Crews cut back on Trout Canyon blaze
Friday, Aug. 11, 2000 | 10:12 a.m.
The Midnight Suns Hot Shot team from Alaska stayed on top of the Trout Canyon wildland fire about 30 miles southwest of Las Vegas today as another 100 firefighters inched their way back down the mountainous terrain.
U.S. Forest Service incident commander Lewis Kearney said crews from North Carolina, Georgia and Florida will get two nights of rest from battling blazes throughout the West before either returning home on Sunday or being sent to another fire.
Kearney said his team of exhausted Southern states firefighters, working since July 25 without a break, is also expected to be released Saturday.
That will leave the firefighting to the local Las Vegas and federal interagency fire team, made up of Forest Service, Bureau of Land Management and National Park Service specialists.

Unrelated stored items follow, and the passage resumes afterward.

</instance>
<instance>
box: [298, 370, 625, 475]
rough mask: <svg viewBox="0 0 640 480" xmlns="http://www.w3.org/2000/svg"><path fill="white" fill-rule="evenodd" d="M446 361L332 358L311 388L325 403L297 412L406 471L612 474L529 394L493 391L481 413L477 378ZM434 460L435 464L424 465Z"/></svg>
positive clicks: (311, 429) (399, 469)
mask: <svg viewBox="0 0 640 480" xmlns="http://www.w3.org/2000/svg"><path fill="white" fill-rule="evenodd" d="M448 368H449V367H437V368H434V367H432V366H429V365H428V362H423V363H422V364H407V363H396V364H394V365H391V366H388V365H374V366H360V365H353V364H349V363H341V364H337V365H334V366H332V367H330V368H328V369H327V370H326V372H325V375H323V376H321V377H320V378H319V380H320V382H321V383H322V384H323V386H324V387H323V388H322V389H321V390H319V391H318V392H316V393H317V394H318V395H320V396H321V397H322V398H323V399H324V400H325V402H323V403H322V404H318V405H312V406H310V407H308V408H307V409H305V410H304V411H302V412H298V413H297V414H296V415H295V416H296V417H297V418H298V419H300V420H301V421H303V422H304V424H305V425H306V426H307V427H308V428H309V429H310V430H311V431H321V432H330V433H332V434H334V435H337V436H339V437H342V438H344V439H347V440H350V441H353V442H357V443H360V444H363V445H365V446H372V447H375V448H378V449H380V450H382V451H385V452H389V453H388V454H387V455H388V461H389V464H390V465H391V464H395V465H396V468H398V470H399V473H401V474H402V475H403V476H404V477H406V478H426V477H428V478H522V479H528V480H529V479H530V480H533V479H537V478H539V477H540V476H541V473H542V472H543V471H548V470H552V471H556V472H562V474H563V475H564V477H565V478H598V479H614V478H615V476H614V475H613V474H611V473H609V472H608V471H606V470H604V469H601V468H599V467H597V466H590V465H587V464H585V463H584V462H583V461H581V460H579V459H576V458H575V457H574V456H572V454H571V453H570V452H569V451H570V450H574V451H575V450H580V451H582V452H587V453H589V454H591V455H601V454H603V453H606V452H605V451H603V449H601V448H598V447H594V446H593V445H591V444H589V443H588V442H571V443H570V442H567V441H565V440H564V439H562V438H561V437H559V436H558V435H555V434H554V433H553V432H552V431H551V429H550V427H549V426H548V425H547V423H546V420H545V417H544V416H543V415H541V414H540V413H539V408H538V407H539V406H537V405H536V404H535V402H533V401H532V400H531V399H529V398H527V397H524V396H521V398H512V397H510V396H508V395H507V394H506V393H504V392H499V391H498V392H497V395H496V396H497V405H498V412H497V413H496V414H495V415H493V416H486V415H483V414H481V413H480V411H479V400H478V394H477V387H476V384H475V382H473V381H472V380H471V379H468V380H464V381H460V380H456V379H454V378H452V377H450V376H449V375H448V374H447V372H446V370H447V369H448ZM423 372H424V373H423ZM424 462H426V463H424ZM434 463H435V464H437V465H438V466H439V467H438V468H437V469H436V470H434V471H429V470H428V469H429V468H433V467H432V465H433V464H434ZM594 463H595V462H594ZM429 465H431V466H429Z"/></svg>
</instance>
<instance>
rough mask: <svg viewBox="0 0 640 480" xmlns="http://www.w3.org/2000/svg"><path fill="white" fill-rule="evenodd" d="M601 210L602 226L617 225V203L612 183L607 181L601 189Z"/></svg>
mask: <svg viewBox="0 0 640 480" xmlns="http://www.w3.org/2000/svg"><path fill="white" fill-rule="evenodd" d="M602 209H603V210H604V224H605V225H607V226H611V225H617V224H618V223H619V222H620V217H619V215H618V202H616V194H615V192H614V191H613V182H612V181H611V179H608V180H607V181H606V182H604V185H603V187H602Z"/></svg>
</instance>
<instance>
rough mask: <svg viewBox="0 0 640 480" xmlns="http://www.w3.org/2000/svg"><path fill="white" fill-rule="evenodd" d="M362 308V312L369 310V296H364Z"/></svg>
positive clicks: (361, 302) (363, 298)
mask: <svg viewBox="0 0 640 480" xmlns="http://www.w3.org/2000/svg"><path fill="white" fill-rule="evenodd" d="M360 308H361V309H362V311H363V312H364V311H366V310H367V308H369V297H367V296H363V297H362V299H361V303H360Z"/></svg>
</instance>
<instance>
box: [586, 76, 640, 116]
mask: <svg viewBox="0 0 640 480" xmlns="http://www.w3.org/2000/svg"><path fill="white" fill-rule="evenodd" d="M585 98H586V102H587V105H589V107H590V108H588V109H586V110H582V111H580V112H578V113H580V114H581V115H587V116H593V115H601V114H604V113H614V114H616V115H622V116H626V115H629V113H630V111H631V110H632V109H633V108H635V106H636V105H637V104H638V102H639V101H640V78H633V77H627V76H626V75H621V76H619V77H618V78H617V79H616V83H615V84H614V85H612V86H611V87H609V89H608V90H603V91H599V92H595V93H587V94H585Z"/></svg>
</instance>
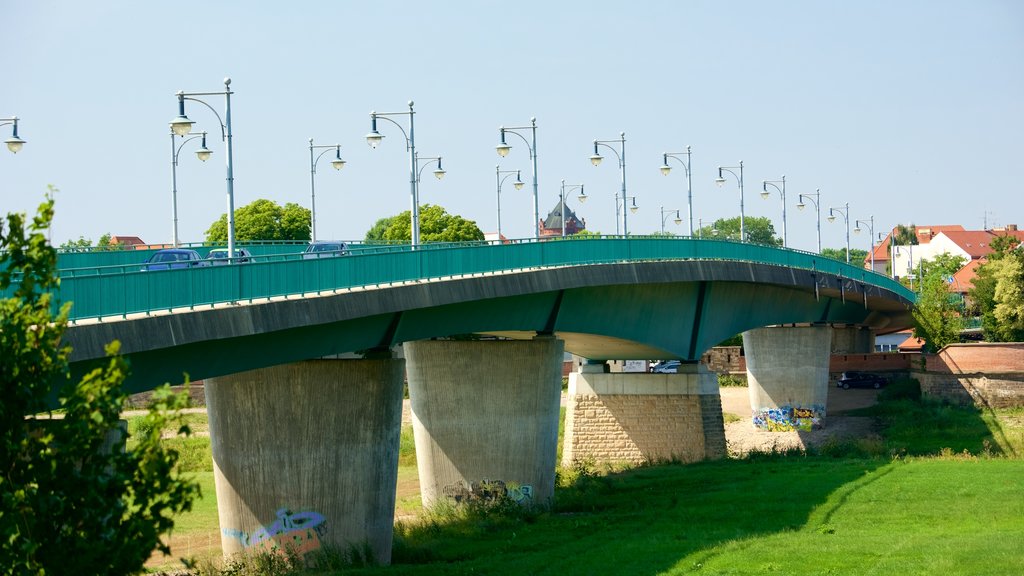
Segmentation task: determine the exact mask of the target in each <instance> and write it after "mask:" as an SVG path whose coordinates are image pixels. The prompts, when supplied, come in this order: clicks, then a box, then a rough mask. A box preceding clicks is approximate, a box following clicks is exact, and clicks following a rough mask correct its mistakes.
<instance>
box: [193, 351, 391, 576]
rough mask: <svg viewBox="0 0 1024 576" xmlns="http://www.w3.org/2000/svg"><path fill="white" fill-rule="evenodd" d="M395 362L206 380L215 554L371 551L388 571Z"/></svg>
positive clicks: (249, 372) (264, 368) (282, 365)
mask: <svg viewBox="0 0 1024 576" xmlns="http://www.w3.org/2000/svg"><path fill="white" fill-rule="evenodd" d="M403 372H404V361H403V360H394V359H386V360H311V361H305V362H298V363H295V364H288V365H282V366H274V367H271V368H264V369H260V370H252V371H249V372H242V373H238V374H232V375H229V376H223V377H218V378H209V379H207V380H206V399H207V406H208V411H209V418H210V441H211V445H212V448H213V460H214V477H215V482H216V490H217V507H218V512H219V515H220V528H221V546H222V548H223V551H224V554H225V556H230V554H233V553H236V552H240V551H243V550H246V549H251V550H262V549H275V548H282V547H294V549H295V550H296V551H298V552H299V553H302V554H305V553H307V552H310V551H314V550H317V549H321V548H322V547H331V548H334V549H341V550H346V549H348V548H349V547H351V546H355V547H357V548H359V549H361V548H362V546H364V545H369V546H370V548H371V549H372V550H373V554H374V557H375V560H376V561H377V562H378V563H381V564H389V563H390V560H391V540H392V532H393V524H394V503H395V486H396V482H397V468H398V444H399V434H400V426H401V396H402V380H403Z"/></svg>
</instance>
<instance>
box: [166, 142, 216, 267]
mask: <svg viewBox="0 0 1024 576" xmlns="http://www.w3.org/2000/svg"><path fill="white" fill-rule="evenodd" d="M175 136H177V134H175V133H174V132H173V131H172V132H171V244H172V245H173V246H174V247H175V248H177V247H178V155H180V154H181V149H182V148H184V146H185V145H186V143H187V142H189V141H191V140H195V139H196V138H203V143H202V145H200V148H199V150H197V151H196V157H197V158H199V159H200V160H201V161H203V162H206V161H207V160H209V159H210V155H211V154H213V151H211V150H210V149H208V148H206V132H189V133H187V134H185V135H184V136H179V137H181V138H182V140H181V143H180V145H178V143H177V141H176V140H175V139H174V137H175Z"/></svg>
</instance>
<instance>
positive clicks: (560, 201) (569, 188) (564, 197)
mask: <svg viewBox="0 0 1024 576" xmlns="http://www.w3.org/2000/svg"><path fill="white" fill-rule="evenodd" d="M577 189H579V190H580V202H586V201H587V194H586V193H585V192H584V190H583V184H582V183H579V184H568V186H565V178H562V188H561V190H560V191H559V193H558V203H559V204H560V205H561V207H562V238H565V193H566V192H572V191H573V190H577Z"/></svg>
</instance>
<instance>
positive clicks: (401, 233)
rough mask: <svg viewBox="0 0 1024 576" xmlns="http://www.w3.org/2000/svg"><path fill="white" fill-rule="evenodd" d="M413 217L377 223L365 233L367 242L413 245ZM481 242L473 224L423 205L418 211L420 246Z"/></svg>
mask: <svg viewBox="0 0 1024 576" xmlns="http://www.w3.org/2000/svg"><path fill="white" fill-rule="evenodd" d="M412 225H413V221H412V216H411V214H410V211H409V210H406V211H404V212H402V213H400V214H397V215H395V216H392V217H390V218H381V219H379V220H377V222H376V223H375V224H374V227H373V228H371V229H370V230H369V231H368V232H367V237H366V239H367V241H368V242H371V241H386V242H407V243H408V242H412V240H413V231H412ZM474 240H483V233H482V232H480V229H479V228H477V225H476V222H474V221H473V220H467V219H465V218H463V217H462V216H459V215H456V214H450V213H447V211H446V210H445V209H444V208H442V207H441V206H436V205H433V204H424V205H423V206H422V207H420V241H421V242H470V241H474Z"/></svg>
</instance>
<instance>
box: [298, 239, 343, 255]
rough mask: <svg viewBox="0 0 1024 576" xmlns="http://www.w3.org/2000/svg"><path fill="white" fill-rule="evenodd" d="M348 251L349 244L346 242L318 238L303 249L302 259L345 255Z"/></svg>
mask: <svg viewBox="0 0 1024 576" xmlns="http://www.w3.org/2000/svg"><path fill="white" fill-rule="evenodd" d="M347 253H348V246H347V245H345V243H344V242H338V241H327V240H317V241H316V242H312V243H310V244H309V246H306V249H305V250H303V251H302V259H304V260H305V259H310V258H331V257H334V256H344V255H345V254H347Z"/></svg>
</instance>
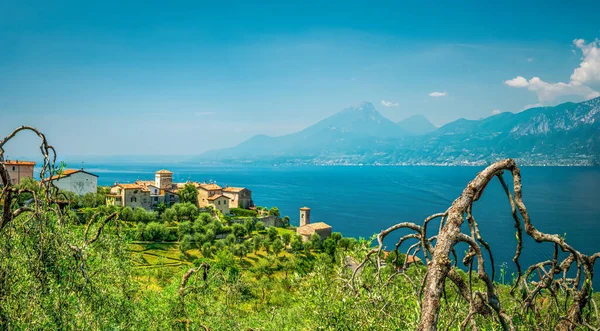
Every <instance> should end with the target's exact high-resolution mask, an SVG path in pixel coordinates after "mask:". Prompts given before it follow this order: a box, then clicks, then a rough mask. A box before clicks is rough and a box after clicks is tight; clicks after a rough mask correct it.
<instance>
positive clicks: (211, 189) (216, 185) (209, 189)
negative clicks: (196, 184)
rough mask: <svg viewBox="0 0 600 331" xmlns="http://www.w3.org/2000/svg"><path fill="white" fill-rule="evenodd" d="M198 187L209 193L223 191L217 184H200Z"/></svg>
mask: <svg viewBox="0 0 600 331" xmlns="http://www.w3.org/2000/svg"><path fill="white" fill-rule="evenodd" d="M198 187H199V188H201V189H204V190H207V191H215V190H221V189H222V188H221V186H219V185H217V184H200V185H199V186H198Z"/></svg>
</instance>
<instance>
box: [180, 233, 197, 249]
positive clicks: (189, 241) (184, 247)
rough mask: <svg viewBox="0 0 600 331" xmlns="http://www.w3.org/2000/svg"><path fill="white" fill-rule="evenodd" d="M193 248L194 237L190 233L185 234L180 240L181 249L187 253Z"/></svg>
mask: <svg viewBox="0 0 600 331" xmlns="http://www.w3.org/2000/svg"><path fill="white" fill-rule="evenodd" d="M192 248H194V239H193V238H192V236H191V235H189V234H186V235H184V236H183V238H181V241H180V242H179V249H180V250H181V251H182V252H183V253H185V252H187V251H189V250H190V249H192Z"/></svg>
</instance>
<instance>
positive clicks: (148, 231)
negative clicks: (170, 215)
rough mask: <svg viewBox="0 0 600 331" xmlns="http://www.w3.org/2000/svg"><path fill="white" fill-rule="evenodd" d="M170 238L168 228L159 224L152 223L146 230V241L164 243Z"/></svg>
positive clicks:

There is no specific date for when the 878-acre Trout Canyon blaze, burning for its eighth day, will be fully contained. It was declared 95 percent contained Thursday.
Up to 300 firefighters, including the National Guard and Nevada prison inmates, have battled the wildfire in steep terrain since Aug. 4 after an apparent lightning strike on Aug. 3 sparked the blaze.
Two helicopters and four air tankers dropped thousands of gallons of fire retardant on flames as they flared up Griffith Peak, named for former Nevada Sen. E.W. Griffith, who opened the first resort on Mount Charleston a peak and a valley away to the north. Up to 3,000 gallons of retardant were dropped on Wednesday.
As the firefighters climbed down Griffith Peak, they built angled rock structures called water bars to divert future rainfall and protect the bare ground from erosion. The crews dug a line in the forest soils to prevent the fire from spreading to the Trout Canyon community of 25 residents, three miles below the peak, Forest Service spokeswoman Paula Cote said.
They also built check dams of rock or logs across some steep terrain to catch soils from runoff when rain returns to Southern Nevada, Cote said.
A hydrologist and ecologist tested the area's soils and mapped the burned area on Thursday to find out if the soils can be improved by planting or other measures to prevent serious erosion.